Influence souterraine
Genaro a partagé hier un article assez extraordinaire, rédigé par Paul Adams (à rajouter dans vos lecteurs RSS sur le champ). Celui-ci met à jour l’immense talon d’Achille des outils de mesure d’influence en ligne (Klout et tout autre instrument bâtard), et leur incapacité à dévoiler les tenants et les aboutissants réels et tangibles de la réputation, On et Off, d’un individu.
La réputation online est une partie visible d’un iceberg bien plus grand que ce qu’on peut percevoir. Je connais bien des gens qui ont des scores hallucinants sur Klout et compagnie, mais qui, dans la vie se révèlent être de véritables truffes au niveau boulot ou vie sociale.
Offline we all know who to turn to ask advice on specific things. Specific people we work with now and people we’ve worked with in the past. Yet when thinking about turning to people online who we may not have worked with before, it’s nowhere near as straightforward. In fact, some of the best people I’ve worked with, the people whose opinions I most highly respect, have really low online reputation scores – as measured by emerging services such as Klout and PeerIndex.
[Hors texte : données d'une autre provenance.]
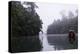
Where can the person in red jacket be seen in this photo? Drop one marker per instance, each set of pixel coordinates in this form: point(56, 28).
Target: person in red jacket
point(71, 36)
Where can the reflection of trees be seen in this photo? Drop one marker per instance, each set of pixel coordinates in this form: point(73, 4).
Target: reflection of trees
point(24, 23)
point(64, 25)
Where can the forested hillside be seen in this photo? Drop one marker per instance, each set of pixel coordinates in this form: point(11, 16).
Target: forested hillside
point(62, 26)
These services are tackling an immensely challenging problem, credit to them. But this is a human problem, not a technology problem, and I’m not sure that measuring what people are saying publicly (or semi-publicly) and how others are responding is the right approach.
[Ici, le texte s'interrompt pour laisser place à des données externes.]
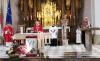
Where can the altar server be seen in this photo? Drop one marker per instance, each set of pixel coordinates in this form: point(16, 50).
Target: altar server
point(38, 27)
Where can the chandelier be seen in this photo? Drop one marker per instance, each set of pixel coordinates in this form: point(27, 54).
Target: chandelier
point(49, 14)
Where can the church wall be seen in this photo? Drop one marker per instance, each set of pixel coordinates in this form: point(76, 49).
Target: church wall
point(97, 15)
point(14, 12)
In my experience there is little correlation between people who are public, or people who are loud, and people who are knowledgeable. There are some very knowledgeable people who are public and loud. I follow them. I read their stuff. But there are a far greater number of people who are equally (and often more) knowledgeable, but simply prefer not to engage in public discourse. These are the people that matter.
Often, social media tools afford a lack of critical thinking. See something, half read it, tweet and reweet it. It’s easier than crafting a thoughtful response. We’re all guilty. The problem is that it amplifies the connected group, without much analysis of the quality of the content.
Through the lens of our online measurement tools the author looks knowledgeable, the content looks good, and the retweeters look influential. But none of those may be true.
Being part of a clique community on Twitter does not make someone knowledgeable.
À titre d’exemple, inversement, depuis que j’ai commencé à travailler de façon stable, j’ai réalisé que les gens les plus brillants et les plus efficaces étaient généralement les plus discrets. Ils sont présents, mais ils se moquent bien de votre avis, de vos états d’âme, du fait que vous ayez de l’audience, de l’influence ou quoi que ce soit. Donc, leur score de réputation est faible.
Bizarrement, l’influence de ces personnes là est bien plus précieuse et tangible à mes yeux.
Peut-être parce qu’ils ont vraiment de l’influence sur moi.